Young surfer making waves

JON HOUZET

EIGHT-YEAR-OLD Port Alfred surfer Kye Macgregor has started making waves in junior competitions, achieving a second place in the u-10 division of the Surfing South Africa (SSA) Gromcomp in East London on Saturday.

He also was judged to have the best wave of the day across all divisions up to u-16 in the competition surfed at Nahoon Beach.

The competition was sponsored by the department of sport, recreation, arts and culture (DSRAC) and Lotto, and drew surfers from as far afield as Port Elizabeth and Jeffreys Bay.

SURF-RAT: Using a borrowed board, Kye Macgregor, 8, won second place in his division and was judged to have the best wave of the day in the Surfing South Africa Gromcomp in East London on Saturday Picture: JON HOUZET

“This was the biggest competition I’ve surfed in,” Kye told TotT. “Before this I’ve surfed in King of the Kowie in Port Alfred.”

Kye said he started learning how to surf at just two years old. “Then I was just learning how to stand on a board on the sand. At three I was catching little waves,” he said.

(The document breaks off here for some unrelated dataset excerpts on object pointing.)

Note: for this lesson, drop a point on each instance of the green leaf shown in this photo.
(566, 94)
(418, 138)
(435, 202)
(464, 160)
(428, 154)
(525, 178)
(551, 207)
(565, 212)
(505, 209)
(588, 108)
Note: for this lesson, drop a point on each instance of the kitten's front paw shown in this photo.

He was taught how to surf by his older brother Cuan and his dad Dave, a journalist for TotT’s sister newspaper the Daily Dispatch.

“He grew up on the beach,” said Dave. “He’s been standing on a board even before he could really stand. We spent so much time on the beach it was just natural that he surfed.”

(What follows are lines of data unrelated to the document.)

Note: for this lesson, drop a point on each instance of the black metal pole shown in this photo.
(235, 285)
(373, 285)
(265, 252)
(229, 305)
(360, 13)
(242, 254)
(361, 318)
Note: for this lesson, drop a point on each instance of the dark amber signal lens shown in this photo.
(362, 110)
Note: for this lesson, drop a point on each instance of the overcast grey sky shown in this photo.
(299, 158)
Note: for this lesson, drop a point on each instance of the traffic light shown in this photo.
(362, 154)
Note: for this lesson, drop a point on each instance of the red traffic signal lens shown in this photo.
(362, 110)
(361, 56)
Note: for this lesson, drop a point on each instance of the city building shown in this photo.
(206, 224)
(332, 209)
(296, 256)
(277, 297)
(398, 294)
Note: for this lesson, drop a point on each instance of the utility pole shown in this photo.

Kye’s thirst for surfing has been unquenchable since he was a toddler, and his ability has been noticed by Kowie Boardriders Club secretary Warwick Heny.

“It’s quite clear he’s going to follow in the footsteps of his brother and dad,” said Heny. “He’s a little surf-rat, a great little surfer for where he is, starting as young as he did.

“He’s a good little kid. He’s such a lightweight, but when he gets older and heavier he’ll put more power into his turns. He could go on to become one of the top surfers in South Africa.”

Dad Dave said Kye was so keen to surf he had been known to sleep in his wetsuit the night before a Kowie competition, to indignant denials by Kye.

“He got up to pee in the middle of the night once and asked me, ‘Is it time for the compo yet?’,” Dave said.

It was a spur of the moment decision to enter Kye and Cuan in the SSA Gromcomp. Dave and his sons were on a holiday road trip at the time.

But Cuan was not feeling well and was knocked out in the first heat of his section.

In the u-10 division, dads were allowed to swim out with their kids to the break, “but we couldn’t give them a push into a wave”, said Dave.

“It’s quite intimidating for a little oke to go out alone.”

They rode waves about one metre high.

There were eight boys in Kye’s division, some junior Border surfers among them.

“I was a little bit nervous,” said Kye. “The other guys looked good.”

They surfed two heats. “He blitzed the first one and was judged to have best wave of the competition. That’s major,” said Dave.

Kye won a medal and a Tide watch for second place, a Skull Candy iPod cover for wave of the day, and a ZizZag photo journal magazine.

“I felt good about getting second and getting the best wave,” said Kye. He thanked his dad and brother for mentoring him.